Chapitre 5 : Xiu-niang

 

 

 

Luttant pour se hisser sur la pointe des pieds, Chang Geng regarda par-dessus la foule et cria :

- Shiliu !

Encore une fois, il n’y eut pas de réponse. La foule de badauds poursuivant le cerf-volant géant enfla. Certains applaudissaient tandis que d’autres hurlaient :

- Il arrive !

Malgré tout, d’autres s’écriaient avec indignation :

- Arrêtez de pousser !

Ballotté par la foule, Chang Genf devint de plus en plus furieux. Bouillant de rage, il beugla :

- Yifu !

La mer d’humains jaillit le long de la rivière souterraine. Bientôt, le front de Chang Geng fut trempé de sueur à force de lutter contre la marée tandis qu’il cherchait son parrain. Le peu d’excitation qu’il avait ressentie en voyant le cerf-volant géant s’était entièrement évaporée. Combien d’années d’espérance de vie allait-il perdre à s’occuper d’un parrain aussi indiscipliné ?

Shen Shiliu n’est vraiment qu’un fainéant qui n’a rien de mieux à faire de sa vie, songea Chang Geng avec colère. Par une journée aussi chaude, il aurait pu faire n’importe quoi – mais il a insisté pour venir se joindre à la foule !

A cet instant, quelqu’un poussa un cri perçant.

- Arrêtez de pousser ! Quelqu’un est tombé dans la rivière !

Chang Geng tourna instinctivement les yeux en direction du hurlement, mais il ne vit que la foule en soudaine effervescence au bord de la rivière.

- Mon dieu, comment a-t-il pu tomber ?!

- Allez chercher le garde en service ! Vite !

- Ecartez-vous ! Laissez-moi passer ! Je ne peux pas sortir, c’est trop…

Chang Geng était sur le point de faire de la place aux personne qui essayaient de s’extraire de la foule lorsqu’il entendit quelqu’un dire au loin :

- Maître Shiliu, faites attention !

Un frisson parcourut l’échine de Chang Geng. Se demandant s’il avait mal entendu en raison de ses nerfs en pelote, il se précipita en avant et attrapa l’une des personnes qui essayaient de s’éloigner de la berge.

- Qui est tombé ? C’est Shen Shiliu ?

Impossible de dire si cette personne avait bien entendu la question de Chang Geng. Elle acquiesça, distraite :

- Je crois – mais laisse-moi sortir.

Un bourdonnement retentit dans les oreilles de Chang Geng.
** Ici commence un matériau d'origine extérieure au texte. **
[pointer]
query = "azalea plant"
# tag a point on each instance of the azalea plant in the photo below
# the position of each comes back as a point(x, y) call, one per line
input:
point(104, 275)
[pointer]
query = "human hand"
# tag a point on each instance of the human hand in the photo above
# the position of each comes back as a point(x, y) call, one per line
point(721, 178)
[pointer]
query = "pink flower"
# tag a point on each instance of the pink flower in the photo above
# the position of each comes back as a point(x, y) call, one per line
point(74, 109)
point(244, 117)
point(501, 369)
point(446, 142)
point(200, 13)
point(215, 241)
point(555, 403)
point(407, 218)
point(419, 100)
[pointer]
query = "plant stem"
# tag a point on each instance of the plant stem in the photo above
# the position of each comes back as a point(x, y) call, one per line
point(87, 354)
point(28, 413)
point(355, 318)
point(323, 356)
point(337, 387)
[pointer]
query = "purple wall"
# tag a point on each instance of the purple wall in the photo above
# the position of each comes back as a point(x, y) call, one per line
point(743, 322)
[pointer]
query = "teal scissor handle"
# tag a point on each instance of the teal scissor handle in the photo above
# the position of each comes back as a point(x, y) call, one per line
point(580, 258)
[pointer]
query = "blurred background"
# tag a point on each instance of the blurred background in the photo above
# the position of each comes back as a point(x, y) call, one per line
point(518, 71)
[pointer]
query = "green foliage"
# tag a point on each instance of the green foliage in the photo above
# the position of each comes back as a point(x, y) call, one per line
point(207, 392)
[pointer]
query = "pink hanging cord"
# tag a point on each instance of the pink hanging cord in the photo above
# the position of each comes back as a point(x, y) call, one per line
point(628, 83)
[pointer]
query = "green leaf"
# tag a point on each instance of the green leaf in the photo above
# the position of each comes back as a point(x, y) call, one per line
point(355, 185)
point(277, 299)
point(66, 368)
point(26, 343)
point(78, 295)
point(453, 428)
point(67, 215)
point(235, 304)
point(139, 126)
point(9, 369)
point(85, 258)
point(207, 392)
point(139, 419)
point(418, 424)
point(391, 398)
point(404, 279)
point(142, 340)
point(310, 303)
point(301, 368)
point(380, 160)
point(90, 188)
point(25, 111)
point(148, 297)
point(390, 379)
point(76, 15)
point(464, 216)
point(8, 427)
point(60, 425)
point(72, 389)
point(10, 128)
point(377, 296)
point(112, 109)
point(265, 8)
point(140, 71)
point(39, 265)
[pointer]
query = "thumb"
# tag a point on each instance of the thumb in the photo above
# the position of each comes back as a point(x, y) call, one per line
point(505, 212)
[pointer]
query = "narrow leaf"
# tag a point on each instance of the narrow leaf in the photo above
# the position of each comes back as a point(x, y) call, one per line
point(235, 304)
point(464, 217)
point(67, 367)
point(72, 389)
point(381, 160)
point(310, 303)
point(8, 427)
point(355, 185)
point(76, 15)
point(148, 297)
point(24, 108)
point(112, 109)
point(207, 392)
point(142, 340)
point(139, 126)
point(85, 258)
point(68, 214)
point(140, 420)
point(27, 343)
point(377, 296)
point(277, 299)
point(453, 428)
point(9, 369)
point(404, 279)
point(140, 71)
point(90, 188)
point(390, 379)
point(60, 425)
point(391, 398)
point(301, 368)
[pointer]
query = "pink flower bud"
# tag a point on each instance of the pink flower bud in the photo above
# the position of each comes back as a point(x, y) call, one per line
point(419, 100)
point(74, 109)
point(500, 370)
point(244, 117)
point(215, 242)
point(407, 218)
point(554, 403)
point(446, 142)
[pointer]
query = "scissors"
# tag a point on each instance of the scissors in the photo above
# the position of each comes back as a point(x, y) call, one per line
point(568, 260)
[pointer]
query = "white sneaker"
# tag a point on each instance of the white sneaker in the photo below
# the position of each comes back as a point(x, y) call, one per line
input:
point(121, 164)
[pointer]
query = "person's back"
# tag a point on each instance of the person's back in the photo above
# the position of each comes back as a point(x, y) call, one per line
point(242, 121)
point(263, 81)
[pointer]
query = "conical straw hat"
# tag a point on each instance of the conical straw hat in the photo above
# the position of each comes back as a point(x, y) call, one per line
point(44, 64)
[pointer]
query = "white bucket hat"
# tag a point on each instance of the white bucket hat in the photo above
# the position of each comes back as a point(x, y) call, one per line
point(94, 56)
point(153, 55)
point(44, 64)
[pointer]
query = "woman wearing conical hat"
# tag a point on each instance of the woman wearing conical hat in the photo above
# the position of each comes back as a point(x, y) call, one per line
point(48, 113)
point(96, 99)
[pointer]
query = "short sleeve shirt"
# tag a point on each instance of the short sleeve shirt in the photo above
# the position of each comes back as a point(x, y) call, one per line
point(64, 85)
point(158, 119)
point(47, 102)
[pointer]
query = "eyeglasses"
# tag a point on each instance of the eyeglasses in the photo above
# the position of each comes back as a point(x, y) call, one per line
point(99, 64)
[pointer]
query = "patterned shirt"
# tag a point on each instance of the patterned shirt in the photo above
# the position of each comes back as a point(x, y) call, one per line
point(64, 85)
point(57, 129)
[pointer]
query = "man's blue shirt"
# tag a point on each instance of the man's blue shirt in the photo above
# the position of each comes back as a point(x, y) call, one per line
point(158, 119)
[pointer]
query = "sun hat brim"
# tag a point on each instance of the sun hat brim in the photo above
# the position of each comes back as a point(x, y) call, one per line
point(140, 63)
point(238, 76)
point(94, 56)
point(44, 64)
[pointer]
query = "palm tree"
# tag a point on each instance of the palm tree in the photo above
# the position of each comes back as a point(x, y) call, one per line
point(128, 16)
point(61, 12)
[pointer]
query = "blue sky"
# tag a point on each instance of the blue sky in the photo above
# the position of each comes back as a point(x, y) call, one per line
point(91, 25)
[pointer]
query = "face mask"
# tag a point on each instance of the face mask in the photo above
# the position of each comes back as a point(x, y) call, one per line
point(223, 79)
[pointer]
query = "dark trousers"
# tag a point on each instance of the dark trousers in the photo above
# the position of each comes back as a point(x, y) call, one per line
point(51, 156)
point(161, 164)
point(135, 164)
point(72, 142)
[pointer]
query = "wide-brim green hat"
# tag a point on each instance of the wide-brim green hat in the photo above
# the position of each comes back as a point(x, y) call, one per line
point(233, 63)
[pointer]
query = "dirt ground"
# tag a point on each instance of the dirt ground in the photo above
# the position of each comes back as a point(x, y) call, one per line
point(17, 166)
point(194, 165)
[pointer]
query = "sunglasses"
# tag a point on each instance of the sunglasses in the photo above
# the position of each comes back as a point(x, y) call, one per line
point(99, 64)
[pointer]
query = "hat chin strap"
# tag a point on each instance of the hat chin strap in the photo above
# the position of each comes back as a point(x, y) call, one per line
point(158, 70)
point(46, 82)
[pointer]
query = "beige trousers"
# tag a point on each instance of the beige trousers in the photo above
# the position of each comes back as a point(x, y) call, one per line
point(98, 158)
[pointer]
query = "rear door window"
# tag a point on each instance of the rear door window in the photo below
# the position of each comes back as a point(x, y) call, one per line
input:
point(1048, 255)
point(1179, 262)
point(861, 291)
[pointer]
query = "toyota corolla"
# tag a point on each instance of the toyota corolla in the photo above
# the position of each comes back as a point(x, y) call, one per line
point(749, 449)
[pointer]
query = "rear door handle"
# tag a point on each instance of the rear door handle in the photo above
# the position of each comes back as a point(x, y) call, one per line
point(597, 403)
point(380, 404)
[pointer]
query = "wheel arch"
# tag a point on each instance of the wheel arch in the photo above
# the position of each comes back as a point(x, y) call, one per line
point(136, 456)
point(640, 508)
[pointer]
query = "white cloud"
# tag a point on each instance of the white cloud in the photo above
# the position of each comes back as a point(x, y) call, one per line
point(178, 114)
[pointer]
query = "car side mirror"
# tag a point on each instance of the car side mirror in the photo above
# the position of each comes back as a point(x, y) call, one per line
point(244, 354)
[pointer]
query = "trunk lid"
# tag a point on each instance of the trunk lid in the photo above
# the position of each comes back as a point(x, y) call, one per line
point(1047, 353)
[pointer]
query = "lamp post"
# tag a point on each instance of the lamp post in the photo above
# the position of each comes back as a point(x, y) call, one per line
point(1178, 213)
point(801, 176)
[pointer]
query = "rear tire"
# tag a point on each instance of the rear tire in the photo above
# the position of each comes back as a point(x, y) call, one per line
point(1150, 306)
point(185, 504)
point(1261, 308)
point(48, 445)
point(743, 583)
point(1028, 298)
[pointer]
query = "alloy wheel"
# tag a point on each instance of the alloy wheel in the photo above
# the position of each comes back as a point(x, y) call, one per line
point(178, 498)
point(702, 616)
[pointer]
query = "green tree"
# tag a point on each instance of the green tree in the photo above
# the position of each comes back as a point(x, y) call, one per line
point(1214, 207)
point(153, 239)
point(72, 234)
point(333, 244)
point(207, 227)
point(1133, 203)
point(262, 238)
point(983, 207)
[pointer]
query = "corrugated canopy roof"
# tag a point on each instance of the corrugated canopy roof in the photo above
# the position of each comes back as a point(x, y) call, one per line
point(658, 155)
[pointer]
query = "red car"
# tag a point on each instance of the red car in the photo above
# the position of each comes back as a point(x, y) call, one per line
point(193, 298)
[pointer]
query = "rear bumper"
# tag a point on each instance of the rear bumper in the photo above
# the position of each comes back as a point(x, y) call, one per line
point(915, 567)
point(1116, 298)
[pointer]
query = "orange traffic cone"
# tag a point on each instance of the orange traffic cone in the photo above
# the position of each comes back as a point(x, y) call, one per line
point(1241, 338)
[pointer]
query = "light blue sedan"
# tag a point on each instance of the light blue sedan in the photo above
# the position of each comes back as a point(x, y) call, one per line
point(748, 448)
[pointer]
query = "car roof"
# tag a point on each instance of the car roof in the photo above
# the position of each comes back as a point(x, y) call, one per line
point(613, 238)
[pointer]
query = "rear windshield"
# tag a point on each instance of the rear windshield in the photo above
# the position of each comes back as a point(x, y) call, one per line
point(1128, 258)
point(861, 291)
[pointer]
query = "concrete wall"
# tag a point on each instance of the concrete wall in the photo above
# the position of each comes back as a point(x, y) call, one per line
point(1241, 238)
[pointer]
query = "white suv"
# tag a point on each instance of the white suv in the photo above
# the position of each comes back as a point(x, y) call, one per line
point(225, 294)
Baigné par la chaleur accablante du cerf-volant géant, son dos se recouvrit d’une couche de sueur froide fort incongrue. Prenant une profonde inspiration, il repoussa les badauds et s’élança vers la rive à la vitesse du vent. Il trébucha sur les derniers mètres et ne parvint à se stabiliser qu’en s’agrippant à la rambarde. Tendant le cou, il baissa les yeux, paniqué, pour découvrir que, effectivement, quelqu’un se débattait désespérément dans l’eau.

La surface de la rivière souterraine se trouvait à une vingtaine de mètres sous le niveau du sol. La rivière était si profonde qu’il était impossible d’en voir le fond d’un seul coup d’œil et, pourtant, même si loin en contrebas, elle semblait glaciale. Alors que d’immenses vagues blanches fendaient les eaux, la personne dans la rivière ressemblait à une nappe de lentille d’eau flottant impuissamment, sans aucun moyen d’exercer la moindre force contre le courant. Il était impossible d’entendre le moindre mouvement, encore moins d’identifier la personne qui était tombée.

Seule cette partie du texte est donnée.